An hour later it had still not been seen, although he had been active on F-book prior to that. Yup. I was monitoring his activity, ˜cause being ignored does that to you. It turns you into an obsessive, insecure detective who will stay up through the night in order to crack a stupid case. I didn’t want my brain to be consumed by the thought of a person who in retrospect meant very little me but the less I knew the more desperately I wanted to know. I mean, where the fuck was this dumb guy and what the fuck was he thinking and why the fuck was he not replying to me?! I was praying for him to reject me. I was hoping that he would diagnose me as a crazy chick he needed to directly break it off with and then unfriend and block straight away. But he wasn’t doing any of that. He wasn’t putting me out of my misery. He was going on with this day as he normally did, passively avoiding my massive mental breakdown across the internet. It was like he forgot that I was a thing. A person thing who was experiencing negative emotion which his non-actions were causing. I was being discarded. I could feel it. I can always feel it.

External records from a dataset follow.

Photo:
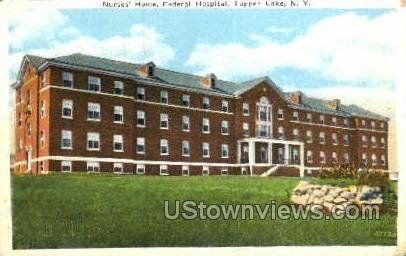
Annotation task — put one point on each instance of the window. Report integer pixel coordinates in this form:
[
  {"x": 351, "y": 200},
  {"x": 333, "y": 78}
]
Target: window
[
  {"x": 309, "y": 117},
  {"x": 364, "y": 158},
  {"x": 346, "y": 139},
  {"x": 118, "y": 167},
  {"x": 322, "y": 157},
  {"x": 67, "y": 108},
  {"x": 93, "y": 83},
  {"x": 364, "y": 139},
  {"x": 185, "y": 100},
  {"x": 373, "y": 141},
  {"x": 163, "y": 169},
  {"x": 140, "y": 118},
  {"x": 205, "y": 170},
  {"x": 140, "y": 169},
  {"x": 42, "y": 138},
  {"x": 66, "y": 166},
  {"x": 93, "y": 167},
  {"x": 383, "y": 160},
  {"x": 224, "y": 151},
  {"x": 206, "y": 125},
  {"x": 185, "y": 170},
  {"x": 334, "y": 138},
  {"x": 374, "y": 159},
  {"x": 67, "y": 79},
  {"x": 295, "y": 116},
  {"x": 42, "y": 112},
  {"x": 118, "y": 114},
  {"x": 280, "y": 114},
  {"x": 296, "y": 134},
  {"x": 164, "y": 121},
  {"x": 321, "y": 119},
  {"x": 164, "y": 97},
  {"x": 93, "y": 111},
  {"x": 118, "y": 88},
  {"x": 140, "y": 145},
  {"x": 205, "y": 149},
  {"x": 335, "y": 159},
  {"x": 66, "y": 139},
  {"x": 334, "y": 120},
  {"x": 185, "y": 148},
  {"x": 246, "y": 129},
  {"x": 309, "y": 136},
  {"x": 19, "y": 120},
  {"x": 164, "y": 147},
  {"x": 206, "y": 103},
  {"x": 322, "y": 137},
  {"x": 309, "y": 156},
  {"x": 224, "y": 106},
  {"x": 281, "y": 132},
  {"x": 346, "y": 158},
  {"x": 245, "y": 109},
  {"x": 118, "y": 143},
  {"x": 93, "y": 141},
  {"x": 224, "y": 127},
  {"x": 140, "y": 93}
]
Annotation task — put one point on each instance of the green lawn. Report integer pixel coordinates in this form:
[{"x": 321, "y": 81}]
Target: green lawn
[{"x": 80, "y": 210}]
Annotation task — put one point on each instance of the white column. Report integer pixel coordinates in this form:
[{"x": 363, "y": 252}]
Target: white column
[
  {"x": 302, "y": 160},
  {"x": 270, "y": 152}
]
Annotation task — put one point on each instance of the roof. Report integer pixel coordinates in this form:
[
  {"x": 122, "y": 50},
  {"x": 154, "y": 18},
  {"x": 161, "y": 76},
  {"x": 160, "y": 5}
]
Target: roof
[{"x": 189, "y": 81}]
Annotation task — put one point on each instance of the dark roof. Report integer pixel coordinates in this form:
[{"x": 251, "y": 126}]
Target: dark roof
[{"x": 194, "y": 82}]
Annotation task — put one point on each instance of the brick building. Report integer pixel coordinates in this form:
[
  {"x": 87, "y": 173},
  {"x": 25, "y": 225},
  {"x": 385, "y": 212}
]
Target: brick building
[{"x": 79, "y": 112}]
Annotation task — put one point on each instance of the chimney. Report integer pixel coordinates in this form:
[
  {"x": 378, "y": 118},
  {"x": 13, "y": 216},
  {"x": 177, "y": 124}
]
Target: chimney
[
  {"x": 146, "y": 70},
  {"x": 296, "y": 97},
  {"x": 209, "y": 81},
  {"x": 334, "y": 104}
]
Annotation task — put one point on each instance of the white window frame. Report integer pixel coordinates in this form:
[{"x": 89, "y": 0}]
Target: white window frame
[
  {"x": 140, "y": 142},
  {"x": 93, "y": 80},
  {"x": 118, "y": 110},
  {"x": 118, "y": 139},
  {"x": 186, "y": 120},
  {"x": 66, "y": 164},
  {"x": 164, "y": 143},
  {"x": 163, "y": 117},
  {"x": 245, "y": 109},
  {"x": 93, "y": 107},
  {"x": 67, "y": 76},
  {"x": 206, "y": 122},
  {"x": 185, "y": 170},
  {"x": 66, "y": 134},
  {"x": 140, "y": 167},
  {"x": 163, "y": 170},
  {"x": 93, "y": 136},
  {"x": 224, "y": 148},
  {"x": 224, "y": 124},
  {"x": 118, "y": 85},
  {"x": 205, "y": 170},
  {"x": 67, "y": 104},
  {"x": 93, "y": 165},
  {"x": 187, "y": 144},
  {"x": 206, "y": 145},
  {"x": 141, "y": 116}
]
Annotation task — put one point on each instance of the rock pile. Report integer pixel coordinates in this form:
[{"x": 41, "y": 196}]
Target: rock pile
[{"x": 329, "y": 196}]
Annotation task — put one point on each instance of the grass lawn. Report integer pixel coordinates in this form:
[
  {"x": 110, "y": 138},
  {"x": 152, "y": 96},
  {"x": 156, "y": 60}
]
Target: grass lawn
[{"x": 81, "y": 210}]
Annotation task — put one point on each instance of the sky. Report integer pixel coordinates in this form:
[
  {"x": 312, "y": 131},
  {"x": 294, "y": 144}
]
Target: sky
[{"x": 326, "y": 53}]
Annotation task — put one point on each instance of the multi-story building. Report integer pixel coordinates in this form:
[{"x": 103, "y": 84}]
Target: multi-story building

So, I started plotting my revenge. How was I going to wreak havoc on his life until all of his relationships failed and he lost his job and he self-combusted? I put a pin in it and decided to stress nap instead. When I woke up, I groggily swiped through notifications, one being from him. Yes, he had replied. He was playing golf at work and that’s why he didn’t get back to me earlier. He apologized and said he wasn’t free that evening to meet up. I was still fuming over the tortuous wait he put me through (golf games are not twelve hours long) so I deleted the message and returned to my naive slumber. Another week went by and he didn’t contact me. At this point I concluded that he was a malicious player who just wanted to get his penis drenched with whoever was around. But I still had no peace of mind or closure or concrete rejection and I wanted it. I needed him to acknowledge that I was a human being who he orgasmed with and was tossing aside. I needed him to say Sorry, I’m not interested in seeing you again. Also, I’m a piece of shit misogynist.
I wanted closure and I deserved closure. We all do. Thus, I sent a final giant, mostly caps message, demanding to know if we would be going on another date. Even though I had no desire to do so I wanted him to say it too and if I did it first he probably wouldn’t. I also included a rant about how disrespectful it is to ignore someone like he had been doing and if he didn’t want to continue sleeping with me he could have said that instead of brushing me off. In typical fashion, he didn’t get back to me for 24 hours, upon which he said that he didn’t think we had any chemistry, so no, hanging out again wasn’t a good idea, but I was a cool person and hopefully we’d bump into each other at some point or another. Maybe at a comedy show. After reading his kurt, cold, matter-of-fact rejection I felt something that many people likely feel upon being turned down by an individual who was ignoring them: relief. I felt pure, intense, relaxing relief and closure and peace of mind. It was finally over and I knew it was over. I had the proof in writing. I could now move on with my life. I wasn’t even that upset, besides my ego being bruised a bit. ˜Cause although he’s still an ass, at least he respected me enough to reject me.